Any ideas? :)
From: Nathan
<[email protected]<mailto:[email protected]>>
Date: Wednesday, 7 January 2015 2:53 pm
To: "[email protected]<mailto:[email protected]>"
<[email protected]<mailto:[email protected]>>
Subject: SparkSQL schemaRDD & MapPartitions calls - performance issues -
columnar formats?
Hi,
I’m trying to use a combination of SparkSQL and ‘normal' Spark/Scala via
rdd.mapPartitions(…). Using the latest release 1.2.0.
Simple example; load up some sample data from parquet on HDFS (about 380m rows,
10 columns) on a 7 node cluster.
val t = sqlC.parquetFile("/user/n/sales-tran12m.parquet”)
t.registerTempTable("test1”)
sqlC.cacheTable("test1”)
Now lets do some operations on it; I want the total sales & quantities sold for
each hour in the day so I choose 3 out of the 10 possible columns...
sqlC.sql("select Hour, sum(ItemQty), sum(Sales) from test1 group by
Hour").collect().foreach(println)
After the table has been 100% cached in memory, this takes around 11 seconds.
Lets do the same thing but via a MapPartitions call (this isn’t production
ready code but gets the job done).
val try2 = sqlC.sql("select Hour, ItemQty, Sales from test1”)
rddPC.mapPartitions { case hrs =>
val qtySum = new Array[Double](24)
val salesSum = new Array[Double](24)
for(r <- hrs) {
val hr = r.getInt(0)
qtySum(hr) += r.getDouble(1)
salesSum(hr) += r.getDouble(2)
}
(salesSum zip qtySum).zipWithIndex.map(_.swap).iterator
}.reduceByKey((a,b) => (a._1 + b._1, a._2 + b._2)).collect().foreach(println)
Now this takes around ~49 seconds… Even though test1 table is 100% cached. The
number of partitions remains the same…
Now if I create a simple RDD of a case class HourSum(hour: Int, qty: Double,
sales: Double)
Convert the SchemaRDD;
val rdd = sqlC.sql("select * from test1").map{ r => HourSum(r.getInt(1),
r.getDouble(7), r.getDouble(8)) }.cache()
//cache all the data
rdd.count()
Then run basically the same MapPartitions query;
rdd.mapPartitions { case hrs =>
val qtySum = new Array[Double](24)
val salesSum = new Array[Double](24)
for(r <- hrs) {
val hr = r.hour
qtySum(hr) += r.qty
salesSum(hr) += r.sales
}
(salesSum zip qtySum).zipWithIndex.map(_.swap).iterator
}.reduceByKey((a,b) => (a._1 + b._1, a._2 + b._2)).collect().foreach(println)
This takes around 1.5 seconds!

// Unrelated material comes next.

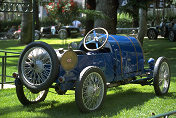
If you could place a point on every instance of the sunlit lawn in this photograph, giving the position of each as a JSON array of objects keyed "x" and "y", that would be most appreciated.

Albeit the memory footprint is much larger.
My thinking is that because SparkSQL does store things in a columnar format,
there is some unwrapping to be done out of the column array buffers which takes
time and for some reason this just takes longer when I switch out to map
partitions (maybe its unwrapping the entire row, even though I’m using just a
subset of columns, or maybe there is some object creation/autoboxing going on
when calling getInt or getDouble)…
I’ve tried simpler cases too, like just summing sales. Running sum via SQL is
fast (4.7 seconds), running a mapPartition sum on a double RDD is even faster
(2.6 seconds). But MapPartitions on the SchemaRDD;
sqlC.sql("select SalesInclGST from test1").mapPartitions(iter =>
Iterator(iter.foldLeft(0.0)((t,r) => t+r.getDouble(0)))).sum
takes a long time (33 seconds). In all these examples everything is fully
cached in memory. And yes for these kinds of operations I can use SQL, but for
more complex queries I’d much rather be using a combo of SparkSQL to select the
data (so I get nice things like Parquet pushdowns etc.) & functional Scala!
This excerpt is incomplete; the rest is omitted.